The thing I want most in the world is to be understood. I want to be completely at peace with myself, and to surround myself with people who love and accept me for whoever I am. I want to be heard and listened to, because I’ve learned that those are completely different things. I don’t want to have to feel ashamed for not believing the things I’m supposed to, and I don’t want to feel like I should hate myself with every mistake. I believe mistakes should be stepping stones, crucial for growth, rather than boulders dragging you down.
But when the people around you are harsher critics to you than even the voice inside your head, it threatens you. It’s hard to be honest with who you are when there are so many people tugging you in a million different directions. How are you supposed to find yourself when you can no longer distinguish the voice in your head from the voices whispering in your ear? It’s hard to decipher which are your own thoughts, or the expectations of others. How are you supposed to grow if you’re so afraid of failing that you don’t even try?
There are so many outlines of who I’m supposed to be, that I constantly find myself trying to squish inside of one. I try on different molds, trying to find the one that fits best. But as I’m getting older, I’ve started questioning if there’s a mold that will ever fit. Everyone around me seems to fit in these neat, little boxes but I don’t. And so I started to lie. I lied about the things I like and the things I’ve done. I lied to people I didn’t like and ignored ones I did. I lied so much that soon I couldn’t decipher which stories were true or just figments of my imagination. I didn’t know my true passions, or what were just things that I knew I should like. I grew comfortable with lying, but I also sunk further and further inside myself. But it was easier to lie and make the people around you love you than the alternative. I became the ultimate emotional manipulator. I knew the perfect things to say in every situation to get the person I was speaking with to like me. I perfected the role of the victim. I could make people love me, pity me, or even fear me. I had so many faces that eventually I lost the original.

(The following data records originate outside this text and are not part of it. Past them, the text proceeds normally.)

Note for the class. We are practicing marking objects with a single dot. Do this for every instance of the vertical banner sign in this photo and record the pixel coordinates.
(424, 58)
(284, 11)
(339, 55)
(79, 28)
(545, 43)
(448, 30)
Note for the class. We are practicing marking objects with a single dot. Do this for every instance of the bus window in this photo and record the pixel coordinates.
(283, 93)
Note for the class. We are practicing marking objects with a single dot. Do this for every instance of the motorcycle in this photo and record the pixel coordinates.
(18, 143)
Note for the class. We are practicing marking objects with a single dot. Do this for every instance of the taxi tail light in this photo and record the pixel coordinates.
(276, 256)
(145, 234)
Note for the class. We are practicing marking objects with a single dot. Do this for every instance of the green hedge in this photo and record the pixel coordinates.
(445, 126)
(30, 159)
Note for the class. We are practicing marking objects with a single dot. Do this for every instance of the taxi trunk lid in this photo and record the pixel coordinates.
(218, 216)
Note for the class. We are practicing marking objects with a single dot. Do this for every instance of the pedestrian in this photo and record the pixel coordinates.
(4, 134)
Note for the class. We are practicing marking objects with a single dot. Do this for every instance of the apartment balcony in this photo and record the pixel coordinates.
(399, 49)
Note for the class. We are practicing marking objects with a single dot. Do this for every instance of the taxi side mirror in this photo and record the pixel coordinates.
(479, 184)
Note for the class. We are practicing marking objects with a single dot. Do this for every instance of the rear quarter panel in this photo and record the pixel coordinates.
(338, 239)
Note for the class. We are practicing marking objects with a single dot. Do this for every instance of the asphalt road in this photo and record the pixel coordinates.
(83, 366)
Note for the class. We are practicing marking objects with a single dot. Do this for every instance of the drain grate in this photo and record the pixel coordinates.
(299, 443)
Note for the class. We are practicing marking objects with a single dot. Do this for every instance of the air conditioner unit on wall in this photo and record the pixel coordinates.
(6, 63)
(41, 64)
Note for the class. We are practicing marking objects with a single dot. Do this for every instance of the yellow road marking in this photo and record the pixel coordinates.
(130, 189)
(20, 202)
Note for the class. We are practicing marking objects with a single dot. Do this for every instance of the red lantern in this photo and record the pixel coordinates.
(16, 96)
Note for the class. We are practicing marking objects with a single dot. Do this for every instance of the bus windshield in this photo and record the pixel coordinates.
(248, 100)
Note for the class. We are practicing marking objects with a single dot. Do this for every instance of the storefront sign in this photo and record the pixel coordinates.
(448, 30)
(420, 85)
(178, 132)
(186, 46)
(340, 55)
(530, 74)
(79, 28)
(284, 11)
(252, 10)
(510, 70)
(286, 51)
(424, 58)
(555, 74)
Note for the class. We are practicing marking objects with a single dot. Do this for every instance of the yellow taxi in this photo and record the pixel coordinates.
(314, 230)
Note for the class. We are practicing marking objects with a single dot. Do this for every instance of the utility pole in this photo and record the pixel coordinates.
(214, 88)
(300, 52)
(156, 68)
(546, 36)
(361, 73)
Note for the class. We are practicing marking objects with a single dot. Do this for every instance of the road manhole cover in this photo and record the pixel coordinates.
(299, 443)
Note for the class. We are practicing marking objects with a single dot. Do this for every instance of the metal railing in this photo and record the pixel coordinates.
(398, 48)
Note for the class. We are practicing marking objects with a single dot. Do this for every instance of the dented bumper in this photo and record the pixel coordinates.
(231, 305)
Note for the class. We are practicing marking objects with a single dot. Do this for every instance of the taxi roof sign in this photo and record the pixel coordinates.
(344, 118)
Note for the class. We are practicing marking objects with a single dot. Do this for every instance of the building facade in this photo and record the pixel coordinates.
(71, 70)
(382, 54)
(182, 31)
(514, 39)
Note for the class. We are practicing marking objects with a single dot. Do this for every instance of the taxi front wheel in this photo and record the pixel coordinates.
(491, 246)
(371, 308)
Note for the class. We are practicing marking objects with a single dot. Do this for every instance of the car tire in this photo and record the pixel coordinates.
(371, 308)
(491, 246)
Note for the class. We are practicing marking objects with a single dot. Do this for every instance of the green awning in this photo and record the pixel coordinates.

But I’m getting older now. I’m too old for stories and tall tales. Keeping up with all the lies was excruciatingly draining, and I was tired of going to bed with the thought that nobody in the world really knew who I was. I learned that it was better to be hated for who you are, than loved for being someone you’re not. So slowly I began to take down my walls of lies, and left my heart exposed. It’s the most terrifying thing I’ve ever done. But I’ve learned that the people who love me, will still love me even when I’m not exactly who they want me to be. And though it hurts when someone doesn’t like me for who I am, it’s worth every rejection a thousands times over having somebody love the real you, flaws and all. That I promise you.